Hampshire Mourns the Loss of Longtime Faculty Member Leonard Glick
The anthropologist, who taught at Hampshire for 30 years, made countless contributions to his students, to his colleagues, and to the College overall.
Dr. Leonard B. Glick, who went by Len, was dean of the former School of Social Sciences from 1972 to 1976 and continued teaching anthropology and Jewish history until 2002, when he retired. He died on January 9, 2024.
Glick offered courses on cultural anthropology, evolutionary psychology, ethnic conflict, and European Jewish history. His dedication to learning and teaching made a lasting impact on his students and other professors.
“Len was a great teacher, and many Hampshire students really appreciated his kindness, support, and broad scholarship,” said Professor of Film and Photography Abraham Ravett. “As a younger faculty person, I had the opportunity to co-teach a course with him on ethnographic and documentary film, which was attended by students from a variety of disciplines. It was a pleasure organizing the class with him, and throughout the semester we seemed to have had a certain kind of chemistry that allowed for spirited exchanges between the two of us as well as among the students.”

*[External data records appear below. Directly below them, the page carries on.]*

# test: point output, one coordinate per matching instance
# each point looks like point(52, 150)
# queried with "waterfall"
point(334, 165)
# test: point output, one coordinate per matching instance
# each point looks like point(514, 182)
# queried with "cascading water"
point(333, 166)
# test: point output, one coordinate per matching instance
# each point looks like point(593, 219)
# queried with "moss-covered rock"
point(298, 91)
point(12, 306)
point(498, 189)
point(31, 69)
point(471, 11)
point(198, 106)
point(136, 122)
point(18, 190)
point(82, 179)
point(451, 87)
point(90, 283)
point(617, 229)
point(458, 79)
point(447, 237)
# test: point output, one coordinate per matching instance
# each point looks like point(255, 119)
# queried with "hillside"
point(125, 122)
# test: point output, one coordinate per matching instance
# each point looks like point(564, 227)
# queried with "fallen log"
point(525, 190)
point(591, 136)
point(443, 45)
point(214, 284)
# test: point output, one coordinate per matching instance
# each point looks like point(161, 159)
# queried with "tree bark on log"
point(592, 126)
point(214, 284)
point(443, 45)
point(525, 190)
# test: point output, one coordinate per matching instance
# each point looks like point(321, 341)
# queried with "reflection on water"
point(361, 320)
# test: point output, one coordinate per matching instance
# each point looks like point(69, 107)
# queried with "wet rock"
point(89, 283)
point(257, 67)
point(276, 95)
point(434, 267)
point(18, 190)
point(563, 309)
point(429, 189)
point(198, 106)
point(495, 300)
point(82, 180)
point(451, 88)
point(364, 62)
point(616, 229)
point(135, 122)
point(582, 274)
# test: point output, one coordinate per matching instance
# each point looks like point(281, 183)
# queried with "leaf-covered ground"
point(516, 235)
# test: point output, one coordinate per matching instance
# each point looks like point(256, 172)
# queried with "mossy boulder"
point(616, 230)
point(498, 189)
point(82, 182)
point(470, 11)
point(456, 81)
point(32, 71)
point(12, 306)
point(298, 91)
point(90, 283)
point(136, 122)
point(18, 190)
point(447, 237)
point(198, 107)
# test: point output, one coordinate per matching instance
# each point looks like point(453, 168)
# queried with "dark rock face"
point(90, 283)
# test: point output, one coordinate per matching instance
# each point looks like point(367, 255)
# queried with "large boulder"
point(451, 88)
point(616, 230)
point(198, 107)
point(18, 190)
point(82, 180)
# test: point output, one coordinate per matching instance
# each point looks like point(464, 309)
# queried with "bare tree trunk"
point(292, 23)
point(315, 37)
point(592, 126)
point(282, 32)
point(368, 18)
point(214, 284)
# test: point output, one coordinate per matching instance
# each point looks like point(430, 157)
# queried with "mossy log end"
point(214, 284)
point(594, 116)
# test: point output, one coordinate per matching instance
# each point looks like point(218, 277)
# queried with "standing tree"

“Len was my Division II and Division III chair as well as a colleague and friend for many years,” said Emeritus Professor of History Aaron Berman 70F. “I learned how to teach from Len. He was exceptionally generous and patient with students and fully committed to Hampshire’s founding principles. I always learned something whenever I spoke with him. He read widely and his curiosity and passion for his subjects were contagious.”
“Some people are just born teachers. Len was that. He was giving and generous and utterly unpretentious. He was a true intellectual in the broadest sense of the word.”Aaron Lansky 73F
“Hampshire was kind of the perfect place for Len, and he was perfect for Hampshire,” said alum Aaron Lansky 73F, founder of the Yiddish Book Center, for whom Len was both mentor and friend. “Some people are just born teachers. Len was that. He was giving and generous and utterly unpretentious. He was a true intellectual in the broadest sense of the word. He loved ideas, he loved books, he loved learning. He was fascinated by people and by human interactions. His range of knowledge was so wide that he could talk about anything. He was one of the most well-read people I’ve ever met. There’s a famous Yiddish story where the main character is describing his daughter and says, ‘She swallows books like stuffed cabbage.’ That’s what Len did — he swallowed books, and then he embodied them, and then he shared them. He never stopped teaching.”
Glick’s scholarly work focused on the history of Judaism. He wrote two notable books during his career: Abraham’s Heirs: Jews and Christians in Medieval Europe (Syracuse University Press, 1999) and Marked in Your Flesh: Circumcision from Ancient Judea to Modern America (Oxford University Press, 2005), and contributed to several others. He later self-published a book of his academic insights.
Glick was a vocal supporter of Intact America, an organization dedicated to ending infant circumcision in this country.
Upon his retirement, Glick and his wife created the Nansi and Leonard Glick Library Endowment Fund, which supports the purchase of books and other resources in the area of social justice for women.
Glick earned his B.S. and his M.D. from the University of Maryland and began his career in internal medicine. (He was one of the doctors who gave Elvis Presley a physical exam when the singer entered the military.) Glick left the medical profession to study anthropology at the University of Pennsylvania, where he earned his Ph.D.
In the early 1960s, Glick and his wife conducted ethnographic research among the Gimi, in the
Eastern Highlands of New Guinea. He taught anthropology at Bryn Mawr for a year, then at the University of Wisconsin, from 1965 to 1972, before arriving at Hampshire.